While Australian Foreign Minister Penny Wong cities Canberra’s bid for “strategic equilibrium” in the region as the underlying factor that led to the AUKUS pact, opinions on the submarine deal, which comes at a humongous cost, are not uniform across Australia’s political spectrum. Former Prime Minister Paul Keating thinks Canberra is compromising on a proper national defence strategy to help maintain U.S. “strategic hegemony” in Asia and has also stated that the submarine deal would be ineffective in the event of a war. Indonesia, Malaysia and New Zealand have also shared their concerns about the risk of nuclear proliferation in the region.

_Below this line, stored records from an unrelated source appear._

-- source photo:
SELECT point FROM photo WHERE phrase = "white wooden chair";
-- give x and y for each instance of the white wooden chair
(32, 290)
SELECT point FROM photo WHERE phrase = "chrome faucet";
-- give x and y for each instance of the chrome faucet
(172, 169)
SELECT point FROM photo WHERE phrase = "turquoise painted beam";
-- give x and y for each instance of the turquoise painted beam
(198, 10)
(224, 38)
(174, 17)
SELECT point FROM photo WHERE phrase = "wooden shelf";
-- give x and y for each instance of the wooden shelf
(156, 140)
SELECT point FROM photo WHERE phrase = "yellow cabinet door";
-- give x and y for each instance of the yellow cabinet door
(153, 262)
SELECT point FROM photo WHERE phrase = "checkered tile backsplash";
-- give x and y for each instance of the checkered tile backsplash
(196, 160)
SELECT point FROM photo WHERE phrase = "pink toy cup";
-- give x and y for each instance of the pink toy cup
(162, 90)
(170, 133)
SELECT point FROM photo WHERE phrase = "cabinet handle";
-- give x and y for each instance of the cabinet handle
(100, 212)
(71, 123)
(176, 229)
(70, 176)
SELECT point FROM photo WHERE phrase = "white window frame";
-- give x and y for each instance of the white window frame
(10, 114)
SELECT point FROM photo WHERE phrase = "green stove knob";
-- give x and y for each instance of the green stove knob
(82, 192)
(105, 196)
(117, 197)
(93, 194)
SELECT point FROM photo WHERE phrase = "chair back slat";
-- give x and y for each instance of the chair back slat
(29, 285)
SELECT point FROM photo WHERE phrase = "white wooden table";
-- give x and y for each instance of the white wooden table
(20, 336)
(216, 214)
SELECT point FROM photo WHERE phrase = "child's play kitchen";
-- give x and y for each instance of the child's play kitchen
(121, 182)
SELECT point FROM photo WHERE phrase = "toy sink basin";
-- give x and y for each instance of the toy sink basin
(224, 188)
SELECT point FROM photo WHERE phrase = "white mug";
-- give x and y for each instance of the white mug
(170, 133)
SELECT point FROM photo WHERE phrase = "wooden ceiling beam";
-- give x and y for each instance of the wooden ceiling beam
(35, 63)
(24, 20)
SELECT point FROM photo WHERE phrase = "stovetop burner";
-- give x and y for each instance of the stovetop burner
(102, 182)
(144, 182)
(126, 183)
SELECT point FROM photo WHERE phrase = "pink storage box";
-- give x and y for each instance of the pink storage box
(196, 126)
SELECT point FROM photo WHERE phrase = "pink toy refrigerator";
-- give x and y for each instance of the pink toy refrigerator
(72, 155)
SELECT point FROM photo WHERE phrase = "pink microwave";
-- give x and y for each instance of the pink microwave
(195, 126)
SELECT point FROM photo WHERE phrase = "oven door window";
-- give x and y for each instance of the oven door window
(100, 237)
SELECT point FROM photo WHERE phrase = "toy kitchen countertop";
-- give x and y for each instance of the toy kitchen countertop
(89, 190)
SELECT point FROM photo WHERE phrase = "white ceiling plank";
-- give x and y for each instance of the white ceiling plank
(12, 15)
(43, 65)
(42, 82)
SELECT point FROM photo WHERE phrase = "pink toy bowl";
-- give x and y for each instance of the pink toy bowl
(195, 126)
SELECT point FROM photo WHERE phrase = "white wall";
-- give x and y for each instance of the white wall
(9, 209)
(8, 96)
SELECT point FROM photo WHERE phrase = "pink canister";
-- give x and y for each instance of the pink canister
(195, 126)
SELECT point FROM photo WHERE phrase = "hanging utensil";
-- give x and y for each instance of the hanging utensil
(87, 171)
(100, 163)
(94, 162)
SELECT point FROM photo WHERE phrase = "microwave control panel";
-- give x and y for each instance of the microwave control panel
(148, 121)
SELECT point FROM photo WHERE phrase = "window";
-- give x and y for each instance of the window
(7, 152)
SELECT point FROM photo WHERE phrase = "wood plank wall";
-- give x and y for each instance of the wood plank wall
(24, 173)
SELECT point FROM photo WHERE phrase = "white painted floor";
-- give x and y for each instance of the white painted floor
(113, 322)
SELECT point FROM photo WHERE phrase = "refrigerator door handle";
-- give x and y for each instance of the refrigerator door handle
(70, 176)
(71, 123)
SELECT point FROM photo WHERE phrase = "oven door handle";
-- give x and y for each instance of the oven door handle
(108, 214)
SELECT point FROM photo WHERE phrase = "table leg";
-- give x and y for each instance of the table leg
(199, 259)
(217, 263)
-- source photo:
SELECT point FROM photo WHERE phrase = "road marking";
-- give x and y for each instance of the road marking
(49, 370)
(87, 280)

As per the Bangkok Treaty of 1995, Southeast Asia is a nuclear-weapon-free zone (NWFZ). Moreover, almost all of the ASEAN member-states have deep economic linkages with China, even though they rely on the U.S. for “security and stability” in Asia. Even though some of them have disputes with Beijing in the South China Sea, like the Philippines and Vietnam, they prefer to avoid unnecessary “provocations” and try to balance their ties with the U.S. and China, amid intensifying regional rivalry between the two big powers. Australian defence and foreign ministries are expected to embark on a diplomatic charm offensive to assuage all concerns of Southeast Asian countries lying in China’s periphery.

Eyeing for balance of power

AUKUS was announced just one year after a Pentagon report claimed that China has built the world’s largest naval fleet in sheer numerical terms, even though the Chinese People’s Liberation Army Navy (PLAN) relies mostly on smaller classes of ships, while the U.S. naval strength is further multiplied by its allied navies. One of the most-overlooked events of March 2023 was the annual session of China’s ceremonial national legislature, the National People’s Congress (NPC), which handed over China’s Presidency to the hyper-nationalistic and revanchist leader Xi Jinping for an unprecedented third time in a row.

The newly-appointed Chinese foreign minister Qin Gang, formerly China’s Ambassador to the United States, held a press conference on the sidelines of the NPC, during which he made a significant remark that throws light on the deteriorating state of U.S.-China relations. He accused the U.S. of harbouring a “Cold War mentality” and said, “… the United States claims that it seeks to out-compete China but does not seek conflict. Yet in reality, it’s so-called competition means to contain and suppress China in all respects and get the two countries locked in a zero-sum game … If the United States does not hit the brake but continues to speed down the wrong path, no amount of guardrails can prevent derailing, and there will surely be conflict and confrontation … Containment and suppression will not make America great, and it will not stop the rejuvenation of China …”

Washington’s shooting of a suspected Chinese “spy balloon” that flew over American airspace earlier this year is the latest example of this downward spiral in U.S.-China ties. The Indo-Pacific, as a geostrategic concept and a broader maritime region, came into being as China began to flex its military muscles throughout its immediate and extended neighbourhood, where U.S. and its allies have a robust military presence.

Being part of the U.S.-led alliance system, including the “Five Eyes” intelligence-sharing network and the recent AUKUS pact, Canberra has become a lynchpin of Washington’s evolving Indo-Pacific strategy to counter growing Chinese assertiveness and stated offensive intentions vis-à-vis Taiwan, the South and East China Seas, and also the Line of Actual Control (LAC) with India. Australia is also due to the host the third in-person Quad leaders’ summit later this year.

As the “threat perception” of China in the West continues to rise day by day, the extent to which an AUKUS-centered deterrence is possible in Asia remains to be seen in the years to come.